I heard a bunch of California Republicans yesterday talking about the effort to get the US Treasury to backstop state borrowing as a “bailout,” and the media has fallen for it, using phrases like “California is too big to fail” and other snickering.
This is ridiculous.
Let me explain this fairly clearly. California will need to borrow billions of dollars to cover their cash flow issues, the same way they do every year. Traditionally, the money comes in at different times then the money goes out, necessitating short-term borrowing. Because of the state’s miserable credit rating, the interest rates that investors charge for this borrowing are ridiculously high. Usually, banks guarantee those loans, but this year they are balking because of the severity of the state’s fiscal picture. So the state has asked the Treasury to step in and guarantee the loans instead.
This would cost the Treasury Department approximately $0.00 dollars to perform. Providing loan guarantees simply means that you are insuring against default, which has never happened in the history of California. Not through the Depression or at any other time. What this would do is stop Wall Street from gouging the state with abnormally high interest rates, pure and simple.
Here are the words of an idiot:
Rep. Jerry Lewis (R-Redlands) predicted little sympathy for the Golden State on Capitol Hill. “I have the feeling that it’s going to be a long time before Washington decides that they’re going to ask Kansas or Wisconsin to help with California’s funding problem,” he said.
Nobody would be helping anybody. The federal government would guarantee loans that California would pay back. This is about lowering interest rates to make the price of short-term borrowing lower.

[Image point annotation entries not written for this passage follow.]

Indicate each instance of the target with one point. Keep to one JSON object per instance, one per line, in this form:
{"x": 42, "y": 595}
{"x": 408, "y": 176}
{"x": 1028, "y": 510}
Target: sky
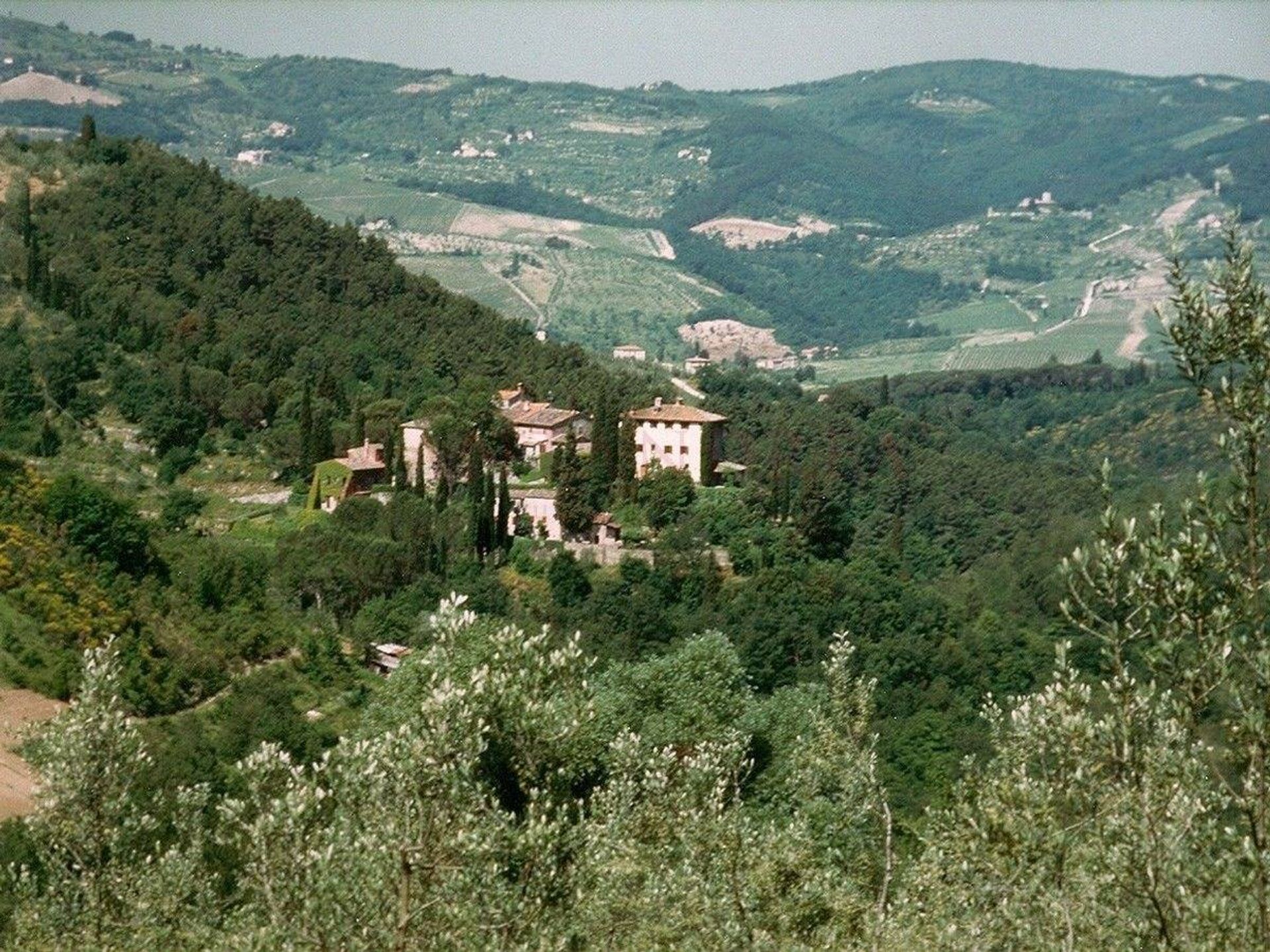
{"x": 702, "y": 44}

I understand that President Ford rejected these types of loan guarantees for New York City in the 1970s. But later he approved them. By the way, after that so-called “bailout,” every single dollar was repaid by the city of New York. How on earth could this be characterized as a bailout?
The Ford Administration, under the direction of Treasury Secretary William Simon, imposed certain conditions on the loan guarantees (which will actually delivered directly by Treasury, so this is somewhat different). That could also happen here, and the Shock Doctrine possibilities are not pleasing. Still and all, this savings (which would only represent about $1 billion dollars in all, 1/20 of the current deficit) would not cost the federal government one red cent and thus shouldn’t be used to cram down California in a punitive way. The possibility exists, but it’s worth the risk.
UPDATE: Presumably because reporters still don’t understand this, Tim Geithner gave an answer today to a question no state was really asking which is being spun as the end of this option, when he plainly states its possibility.
Treasury Secretary Timothy Geithner said the U.S.’s $700 billion financial rescue package can’t be used to aid cities and states facing budget crises.
The law “does not appear to us to provide a viable way of responding to that challenge,” Geithner told a House Appropriations subcommittee in Washington today. Among the hurdles: Money from the Troubled Asset Relief Program is reserved for financial companies, he said.
The Treasury chief said he will work with Congress to help states such as California that have been battered by the credit crunch and are struggling to arrange backing for municipal bonds and short-term debt.
He added that cities and states need to “get deficits down” to aid their credit worthiness, but absolutely did not take the option off the table.